A student was beaten and burnt to death Thursday by fellow students in northwestern Nigeria after she was accused of making a blasphemous social media post, witnesses and police said. AP
Blasphemy is highly sensitive in Africa's most populous country, which is almost equally divided between the mostly Christian south and the mostly Muslim north. Intercommunal tensions often flare up.
Late on Friday, a mob set homes and shops on fire in the town of Warji, 100 kilometres (62 miles) from the state capital, Bauchi, following "a blasphemous message posted on social media by one Rhoda Jatau," said Bauchi State police spokesman Ahmed Mohammed Wakili in a statement.
"Some irate youths set six houses and seven shops ablaze, while some score of persons were injured," said Wakili.
The deployment of policemen from Bauchi brought the situation under control and a police investigation into the incident is ongoing, Wakili said.
"The area is calm for now."
According to Warji residents, the mob became enraged when they could not get Jatau, a female medical worker, who was whisked away to safety by people in her neighbourhood.
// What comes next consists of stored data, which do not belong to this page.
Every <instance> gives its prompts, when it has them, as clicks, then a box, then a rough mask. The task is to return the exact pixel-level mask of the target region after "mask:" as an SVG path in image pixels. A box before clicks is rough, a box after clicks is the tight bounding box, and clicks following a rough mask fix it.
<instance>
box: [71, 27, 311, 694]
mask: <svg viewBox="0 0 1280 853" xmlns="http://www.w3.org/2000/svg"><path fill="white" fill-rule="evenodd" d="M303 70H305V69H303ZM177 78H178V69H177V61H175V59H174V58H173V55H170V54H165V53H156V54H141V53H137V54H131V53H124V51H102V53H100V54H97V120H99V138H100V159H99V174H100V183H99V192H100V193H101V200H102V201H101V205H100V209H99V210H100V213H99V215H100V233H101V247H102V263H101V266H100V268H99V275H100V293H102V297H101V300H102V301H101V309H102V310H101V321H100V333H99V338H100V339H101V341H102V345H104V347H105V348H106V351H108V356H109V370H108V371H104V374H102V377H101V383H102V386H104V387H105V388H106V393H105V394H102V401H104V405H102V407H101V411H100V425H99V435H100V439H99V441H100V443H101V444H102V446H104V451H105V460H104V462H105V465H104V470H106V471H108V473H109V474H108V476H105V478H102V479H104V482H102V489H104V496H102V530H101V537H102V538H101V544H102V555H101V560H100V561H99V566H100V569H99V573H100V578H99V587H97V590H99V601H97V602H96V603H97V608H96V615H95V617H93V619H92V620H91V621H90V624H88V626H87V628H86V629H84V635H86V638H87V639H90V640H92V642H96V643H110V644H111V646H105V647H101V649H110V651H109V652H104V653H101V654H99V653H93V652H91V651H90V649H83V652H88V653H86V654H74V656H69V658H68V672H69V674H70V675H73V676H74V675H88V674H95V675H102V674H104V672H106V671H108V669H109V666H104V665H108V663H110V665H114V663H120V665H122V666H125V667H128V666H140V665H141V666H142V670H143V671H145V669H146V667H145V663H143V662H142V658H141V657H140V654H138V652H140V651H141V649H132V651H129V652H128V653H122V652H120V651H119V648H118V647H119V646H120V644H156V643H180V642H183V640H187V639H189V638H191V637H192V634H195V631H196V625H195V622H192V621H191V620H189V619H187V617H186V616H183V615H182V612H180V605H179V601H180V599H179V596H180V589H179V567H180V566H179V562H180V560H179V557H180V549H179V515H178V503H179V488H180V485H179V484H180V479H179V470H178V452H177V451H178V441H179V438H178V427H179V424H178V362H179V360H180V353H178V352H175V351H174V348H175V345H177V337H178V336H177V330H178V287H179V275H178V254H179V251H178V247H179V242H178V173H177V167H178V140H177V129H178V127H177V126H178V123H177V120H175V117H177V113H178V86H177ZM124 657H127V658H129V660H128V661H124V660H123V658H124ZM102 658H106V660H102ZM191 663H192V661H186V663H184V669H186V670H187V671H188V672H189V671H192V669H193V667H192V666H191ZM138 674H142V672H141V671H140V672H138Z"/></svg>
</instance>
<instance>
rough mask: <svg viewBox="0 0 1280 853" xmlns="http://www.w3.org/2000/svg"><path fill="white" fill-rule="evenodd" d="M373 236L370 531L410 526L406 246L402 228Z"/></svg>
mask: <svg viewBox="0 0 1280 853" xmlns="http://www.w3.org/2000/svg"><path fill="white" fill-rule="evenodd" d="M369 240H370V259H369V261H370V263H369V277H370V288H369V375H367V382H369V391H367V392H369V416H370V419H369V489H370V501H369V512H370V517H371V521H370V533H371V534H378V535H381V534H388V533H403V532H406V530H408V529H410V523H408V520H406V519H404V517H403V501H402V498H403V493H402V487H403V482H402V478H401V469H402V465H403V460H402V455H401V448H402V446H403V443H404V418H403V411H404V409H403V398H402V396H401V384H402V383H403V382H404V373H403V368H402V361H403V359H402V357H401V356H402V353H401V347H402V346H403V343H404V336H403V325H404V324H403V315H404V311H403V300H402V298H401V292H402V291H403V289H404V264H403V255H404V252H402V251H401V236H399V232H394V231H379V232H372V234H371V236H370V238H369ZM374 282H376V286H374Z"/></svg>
Religious tensions have been highlighted this month after Deborah Samuel, a Christian student in the northern city of Sokoto, was stoned to death and her body burnt by a mob of Muslim students of the college after she made a post on social media they said insulted Prophet Muhammad.
Four days later, hundreds of Muslims demonstrated in the northeastern city of Maiduguri, lighting bonfires on the streets, calling for the death of a Christian woman for an allegedly blasphemous online post.
The crowd was dispersed by the police and some protesters were arrested, according to sources.
Blasphemy in Islam carries the death penalty under the Muslim Sharia law which operates alongside common law in northern Nigeria. But in some cases the accused are killed by mobs without going through the legal process.